Je me suis rendue compte, pour faire écho à mon précédent commentaire, que dans ton écriture avait tout une poésie autour de la nature, c’est très jolie, avec beaucoup d’images, de couleurs. On voit la nature évoluer, changer (les saisons, les heures de la journée) sous ta plume et je trouve cela très intéressant. On a la boue, sous les pieds, les parfums de la nature. La nature devient hostile à l’approche des Lupus ⇒ C’est GENIAL !!! La nature suit le mouvement de l’intrigue ! J’imagine que ce n’est pas le fruit du hasard.

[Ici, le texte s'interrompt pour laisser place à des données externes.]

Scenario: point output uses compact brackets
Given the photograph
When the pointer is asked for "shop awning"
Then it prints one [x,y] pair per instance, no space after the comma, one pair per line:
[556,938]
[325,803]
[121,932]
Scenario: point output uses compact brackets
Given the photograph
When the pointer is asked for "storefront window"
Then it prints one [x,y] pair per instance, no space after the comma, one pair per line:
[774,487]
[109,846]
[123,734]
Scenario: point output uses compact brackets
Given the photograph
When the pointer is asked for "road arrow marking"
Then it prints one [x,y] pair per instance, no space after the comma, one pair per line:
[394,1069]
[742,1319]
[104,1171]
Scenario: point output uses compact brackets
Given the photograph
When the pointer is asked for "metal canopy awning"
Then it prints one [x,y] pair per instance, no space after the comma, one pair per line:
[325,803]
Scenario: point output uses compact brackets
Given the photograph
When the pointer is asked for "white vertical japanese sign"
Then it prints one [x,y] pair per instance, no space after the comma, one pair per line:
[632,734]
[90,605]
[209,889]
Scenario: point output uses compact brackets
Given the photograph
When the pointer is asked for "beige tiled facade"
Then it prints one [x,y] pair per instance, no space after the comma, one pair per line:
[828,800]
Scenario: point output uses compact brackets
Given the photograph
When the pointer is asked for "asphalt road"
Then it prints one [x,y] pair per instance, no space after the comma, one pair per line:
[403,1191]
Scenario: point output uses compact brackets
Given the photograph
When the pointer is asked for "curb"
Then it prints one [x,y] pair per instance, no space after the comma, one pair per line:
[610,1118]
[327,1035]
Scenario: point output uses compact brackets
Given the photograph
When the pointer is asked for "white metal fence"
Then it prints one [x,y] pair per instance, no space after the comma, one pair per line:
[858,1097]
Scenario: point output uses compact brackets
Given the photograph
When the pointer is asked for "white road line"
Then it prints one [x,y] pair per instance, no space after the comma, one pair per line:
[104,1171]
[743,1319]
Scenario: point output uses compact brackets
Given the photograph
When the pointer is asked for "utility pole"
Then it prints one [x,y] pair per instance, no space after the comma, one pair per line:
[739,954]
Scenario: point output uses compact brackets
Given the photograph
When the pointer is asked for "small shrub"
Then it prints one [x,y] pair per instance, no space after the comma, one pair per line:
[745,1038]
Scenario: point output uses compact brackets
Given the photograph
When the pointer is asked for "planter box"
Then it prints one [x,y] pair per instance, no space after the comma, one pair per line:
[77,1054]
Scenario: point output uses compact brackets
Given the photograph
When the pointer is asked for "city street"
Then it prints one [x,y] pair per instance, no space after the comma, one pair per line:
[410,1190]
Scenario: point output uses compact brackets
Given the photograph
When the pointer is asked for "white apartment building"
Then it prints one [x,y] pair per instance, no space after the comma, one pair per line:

Les silhouettes des feuilles paraissaient danser dans le contre-jour. ⇒ je dirais clairement « les silhouettes des feuilles dansaient dans le contre-jour ». c’est moins lourd et tout aussi poétique.

La majorité des volontaires rassemblés à l’orée du bois n’avait jamais posé un orteil en dehors des limites du village, du moins sous leur forme humane. C’était dangereux, tout le monde le savait. ⇒ Ce genre de phrases est super ! Ca donne beaucoup de rythme. Une phrase longue suivie par une courte, j’aime beaucoup !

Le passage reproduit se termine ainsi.